High-Tech Countryside

Brazil is becoming is an agricultural superpower and it is growing bigger all the time. I look forward to seeing the changes but until I get there I studying through the Brazilian media. I have been reading a lot about mechanization of Brazilian agriculture and the expansion of the agricultural frontier.

Some crops still need to be picked by hand and there is plenty of nasty, dirty work in the fields, but a lot less.   For example, sugar cultivation & harvesting used to be one of the most difficult and sometime brutal parts of agriculture. The cane has sharp leaves that need to be burned off. There are snakes and lots of chances to get hurt or killed. (I read that plantation owners in the old South used to sometimes hire “free” labor, especially Irish immigrants, to do the dangerous work rather than risk slaves.) Those days are gone. Today most of cane is harvested mechanically. I saw the machines at work. They are like those big corn harvesters. The machines harvest and process the product, virtually eliminating the need for unskilled labor. On the other hand, it creates places for skilled labor and Brazil doesn’t have enough of it, according to press reports.

Brazilian government training programs, in cooperation with firms that make the new machines and chemicals such as Syngenta, John Deere e Case IH. The chemicals and seeds are complicated. The machines run with GPS and other electronics. The new techniques require more than just the ability to read and write.  

An article read today about technologies in the farm field talked about all these things and pointed out the machines are getting bigger and bigger as farms in places like Mato Grosso are getting bigger and bigger. The new machines require much more sophisticated operators. Some even drive themselves using GPS. What the modern farm needs are workers who can plant the plantings & harvests and keep the machines running. These guys are a lot more likely to be or resemble technicians & scientists than they are like peasants of field workers of old.
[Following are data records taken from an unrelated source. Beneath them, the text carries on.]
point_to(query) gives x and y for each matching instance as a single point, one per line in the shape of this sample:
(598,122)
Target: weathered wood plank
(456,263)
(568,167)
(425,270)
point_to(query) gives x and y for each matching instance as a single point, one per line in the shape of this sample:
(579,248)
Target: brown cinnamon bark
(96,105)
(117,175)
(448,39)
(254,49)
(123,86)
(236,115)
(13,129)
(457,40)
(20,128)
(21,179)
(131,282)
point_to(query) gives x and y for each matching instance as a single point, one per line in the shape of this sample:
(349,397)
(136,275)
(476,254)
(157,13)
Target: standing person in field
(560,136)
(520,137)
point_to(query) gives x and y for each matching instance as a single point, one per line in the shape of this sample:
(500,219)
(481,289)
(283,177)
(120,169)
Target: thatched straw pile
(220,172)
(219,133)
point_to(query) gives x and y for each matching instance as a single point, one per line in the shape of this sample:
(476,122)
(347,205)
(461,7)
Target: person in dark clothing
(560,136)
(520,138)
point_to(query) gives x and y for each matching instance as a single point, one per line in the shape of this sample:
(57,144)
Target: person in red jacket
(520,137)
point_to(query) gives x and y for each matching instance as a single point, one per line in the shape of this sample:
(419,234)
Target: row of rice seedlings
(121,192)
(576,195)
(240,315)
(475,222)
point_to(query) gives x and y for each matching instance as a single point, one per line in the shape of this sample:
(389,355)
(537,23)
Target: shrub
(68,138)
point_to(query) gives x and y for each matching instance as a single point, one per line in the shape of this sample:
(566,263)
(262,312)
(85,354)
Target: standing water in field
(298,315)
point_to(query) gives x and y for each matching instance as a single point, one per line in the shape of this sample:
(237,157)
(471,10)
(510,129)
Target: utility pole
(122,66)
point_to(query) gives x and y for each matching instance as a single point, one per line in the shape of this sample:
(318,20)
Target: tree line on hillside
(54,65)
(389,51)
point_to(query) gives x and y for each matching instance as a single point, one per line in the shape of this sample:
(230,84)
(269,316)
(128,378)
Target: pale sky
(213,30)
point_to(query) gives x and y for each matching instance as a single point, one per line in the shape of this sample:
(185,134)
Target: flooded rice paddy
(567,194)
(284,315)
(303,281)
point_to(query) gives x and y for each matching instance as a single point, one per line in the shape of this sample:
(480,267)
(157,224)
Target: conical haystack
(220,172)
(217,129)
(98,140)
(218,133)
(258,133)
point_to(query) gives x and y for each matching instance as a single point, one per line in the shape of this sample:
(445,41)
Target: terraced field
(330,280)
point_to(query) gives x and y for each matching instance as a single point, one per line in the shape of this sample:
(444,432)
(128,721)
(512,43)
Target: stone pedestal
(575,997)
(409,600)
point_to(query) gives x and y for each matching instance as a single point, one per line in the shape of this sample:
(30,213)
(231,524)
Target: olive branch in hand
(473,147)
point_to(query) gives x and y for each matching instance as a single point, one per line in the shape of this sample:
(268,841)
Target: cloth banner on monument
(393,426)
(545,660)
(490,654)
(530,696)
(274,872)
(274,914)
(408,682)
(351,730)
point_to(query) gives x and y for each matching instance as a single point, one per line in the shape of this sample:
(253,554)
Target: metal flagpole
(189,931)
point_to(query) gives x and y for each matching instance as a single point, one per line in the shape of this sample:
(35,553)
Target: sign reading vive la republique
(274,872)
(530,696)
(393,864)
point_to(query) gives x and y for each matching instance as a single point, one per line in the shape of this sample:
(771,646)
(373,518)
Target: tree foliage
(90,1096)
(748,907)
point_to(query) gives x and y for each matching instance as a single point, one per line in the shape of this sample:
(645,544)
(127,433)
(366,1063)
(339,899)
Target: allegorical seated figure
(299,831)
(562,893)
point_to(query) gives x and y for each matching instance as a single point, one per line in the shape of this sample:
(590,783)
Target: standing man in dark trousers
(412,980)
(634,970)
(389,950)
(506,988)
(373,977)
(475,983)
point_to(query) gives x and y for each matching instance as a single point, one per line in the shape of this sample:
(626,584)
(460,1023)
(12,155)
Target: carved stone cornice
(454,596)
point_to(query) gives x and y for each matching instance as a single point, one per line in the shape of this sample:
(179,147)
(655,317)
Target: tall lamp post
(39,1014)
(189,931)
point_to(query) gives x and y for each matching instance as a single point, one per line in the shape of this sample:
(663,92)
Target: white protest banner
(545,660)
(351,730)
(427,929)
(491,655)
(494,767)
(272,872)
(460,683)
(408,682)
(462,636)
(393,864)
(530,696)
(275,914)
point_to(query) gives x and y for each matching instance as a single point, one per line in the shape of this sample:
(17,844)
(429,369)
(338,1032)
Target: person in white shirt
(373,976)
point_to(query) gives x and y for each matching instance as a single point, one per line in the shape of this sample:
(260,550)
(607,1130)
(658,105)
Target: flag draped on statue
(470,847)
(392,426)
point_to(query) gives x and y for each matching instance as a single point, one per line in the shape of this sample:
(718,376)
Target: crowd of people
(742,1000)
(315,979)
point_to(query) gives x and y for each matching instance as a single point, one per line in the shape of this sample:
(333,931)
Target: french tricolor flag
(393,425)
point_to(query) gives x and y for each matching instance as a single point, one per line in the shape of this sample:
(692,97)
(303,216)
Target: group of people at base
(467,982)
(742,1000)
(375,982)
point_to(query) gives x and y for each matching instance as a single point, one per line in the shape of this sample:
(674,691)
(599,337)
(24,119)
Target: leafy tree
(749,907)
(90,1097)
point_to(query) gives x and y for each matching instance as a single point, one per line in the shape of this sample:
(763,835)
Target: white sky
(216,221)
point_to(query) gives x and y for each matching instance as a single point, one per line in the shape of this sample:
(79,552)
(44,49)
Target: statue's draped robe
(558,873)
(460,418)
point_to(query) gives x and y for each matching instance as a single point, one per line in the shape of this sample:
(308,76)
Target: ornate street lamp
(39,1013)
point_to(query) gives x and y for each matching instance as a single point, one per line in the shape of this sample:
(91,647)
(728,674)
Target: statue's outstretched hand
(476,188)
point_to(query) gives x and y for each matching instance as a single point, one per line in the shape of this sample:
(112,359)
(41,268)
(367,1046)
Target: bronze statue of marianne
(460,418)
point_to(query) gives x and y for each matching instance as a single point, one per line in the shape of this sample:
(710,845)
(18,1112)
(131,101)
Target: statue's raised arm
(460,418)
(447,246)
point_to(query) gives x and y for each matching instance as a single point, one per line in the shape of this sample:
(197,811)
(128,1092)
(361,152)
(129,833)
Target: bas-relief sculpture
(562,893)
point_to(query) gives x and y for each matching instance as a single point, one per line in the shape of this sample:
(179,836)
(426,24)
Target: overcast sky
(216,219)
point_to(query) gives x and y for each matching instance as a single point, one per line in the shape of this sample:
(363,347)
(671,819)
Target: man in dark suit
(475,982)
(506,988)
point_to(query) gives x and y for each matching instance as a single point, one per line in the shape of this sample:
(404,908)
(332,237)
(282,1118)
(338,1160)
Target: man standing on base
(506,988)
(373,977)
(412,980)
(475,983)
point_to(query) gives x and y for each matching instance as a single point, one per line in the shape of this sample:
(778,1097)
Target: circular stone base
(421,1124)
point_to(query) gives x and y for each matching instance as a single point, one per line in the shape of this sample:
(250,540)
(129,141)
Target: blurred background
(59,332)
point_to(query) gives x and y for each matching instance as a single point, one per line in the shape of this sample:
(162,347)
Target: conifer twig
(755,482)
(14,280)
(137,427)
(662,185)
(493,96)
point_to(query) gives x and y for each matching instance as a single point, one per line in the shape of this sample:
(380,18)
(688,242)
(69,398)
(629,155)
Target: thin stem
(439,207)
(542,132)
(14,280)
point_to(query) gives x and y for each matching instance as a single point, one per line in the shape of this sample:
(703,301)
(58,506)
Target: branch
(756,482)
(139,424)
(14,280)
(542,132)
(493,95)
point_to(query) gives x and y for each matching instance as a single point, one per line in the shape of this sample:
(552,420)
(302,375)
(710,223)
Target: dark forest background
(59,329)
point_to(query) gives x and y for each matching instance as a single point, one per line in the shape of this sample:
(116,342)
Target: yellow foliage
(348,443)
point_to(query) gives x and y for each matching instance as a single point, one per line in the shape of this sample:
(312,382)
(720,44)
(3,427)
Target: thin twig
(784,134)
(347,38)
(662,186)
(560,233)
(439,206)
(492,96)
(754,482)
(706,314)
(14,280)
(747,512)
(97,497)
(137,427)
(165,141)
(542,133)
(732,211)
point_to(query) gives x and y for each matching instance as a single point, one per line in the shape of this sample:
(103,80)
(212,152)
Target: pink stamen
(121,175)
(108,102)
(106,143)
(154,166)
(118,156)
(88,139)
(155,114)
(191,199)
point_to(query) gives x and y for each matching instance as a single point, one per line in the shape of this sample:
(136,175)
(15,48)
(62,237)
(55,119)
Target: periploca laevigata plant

Brazilian media reflects the ambiguous relationship that much of the world feels with China. China is now Brazil’s biggest trading partner. This has made a many Brazilians rich and the country as a whole richer. But China is after Brazil’s raw materials. The products it exports to Brazil are finished products, making the relationship look neocolonial.  Chinese products are displacing Brazilian industrial products both at home and abroad.  I wrote about the situation with shoes. Of course, agricultural products are raw material, but has that changed in the modern age?

An industrial product is intrinsically no better than primary product. The difference between industrial and primary production was really about value added and productivity. Countries wanted to move up value add & the productivity food chain to improve the quality of jobs. Farm labor was on the bottom in terms of skills and value.  It was hard and dirty but easily learned, easily replaced and low paid. This was also the case with early industrial jobs. What changed was the introduction of technology, knowledge and capital, exactly what is now happening down on the farms.  Modern farming is moving in that direction. Furthermore, it is riding on the MOST advanced technologies, including biotechnology and nanotechnologies.

There is an excellent chance that agriculture will be the high-tech industry of the next decades. The soybeans, other grain and fruit may be raw products, but the technologies that allow them to be produced in such quantities are hardly simple. Beyond that, the biotechnology aspects may soon mean the manufacture of chemicals, fuels and medicines by biological/agricultural ways. Now that is value added. Maybe the Chinese emphasize on essentially 19th Century machine manufacturing is the less intelligent bet.